I think I may need to use a loop to do it. Like, "if this directory exists, loop through while x=1 and test for filetype a, if that exists then copy it to blah, increment x to 2, if x=2 then test for filetype b, etc, etc, etc, last test end this loop. I just don't know if that's feasible and how to implement that. I'm thinking a for loop... for [x=1, something here, x++] but I'm no good with combining my tests and looping.

function makeBackup ()
{
    loc="$1"
    [ $# -ne 1 ] && echo "Please enter one location to backup" && return 1
    [ -d "$loc" ] || echo "Location must be a directory" || return 2
    mkdir -p $loc/Debs $loc/TextFiles $loc/Rar

    find $loc -type f \( -name "*.deb" -o -name "*.txt" -o -name "*.rar" \) |while read file
    do
         case ${file##*.} in
             'deb') subfolder="Debs" ;;
             'txt') subfolder="TextFiles" ;;
             'rar') subfolder="Rar" ;;
         esac
         cp $file $loc/$subfolder
    done
}
1 Like

I'm totally floored by the rapid response and the attention to detail you guys display. Holy expletive here. Thank you so much

---------- Post updated 01-28-11 at 12:09 AM ---------- Previous update was 01-27-11 at 10:41 PM ----------

So i love it, works great. One last question: can I export "$file" so that I may use the var in another script that's a bit different? I've export(ed) "$loc" but since "$file" is being created with a while loop, is there a way?

---------- Post updated at 01:58 AM ---------- Previous update was at 12:09 AM ----------

Ok last thing guys, I used rdcwayx's solution and in his function he returns a 1 or 2 depending on error status. I need to know do I use the trap command to exit my script for that? Should, instead of returning 1 or 2 should I exit 1 if i want it to stop everything at that point?

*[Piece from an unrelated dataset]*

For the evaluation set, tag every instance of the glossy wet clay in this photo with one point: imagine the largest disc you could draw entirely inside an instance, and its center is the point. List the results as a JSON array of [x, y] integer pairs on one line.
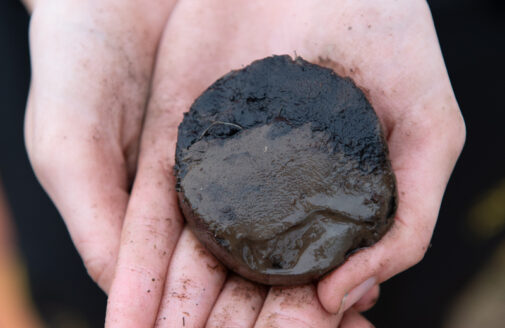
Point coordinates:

forgot to add, I'm trying to incorporate grep -n "$loc" into the "valid directory test".

[ -d $loc ]

I can't seem to get echo to allow me to use grep. I tried backticks, concatenation, and holding my breath til it worked. You shocked too? None worked. How would I say "$loc is not a valid directory, see line (grep -n $loc /this/script.sh)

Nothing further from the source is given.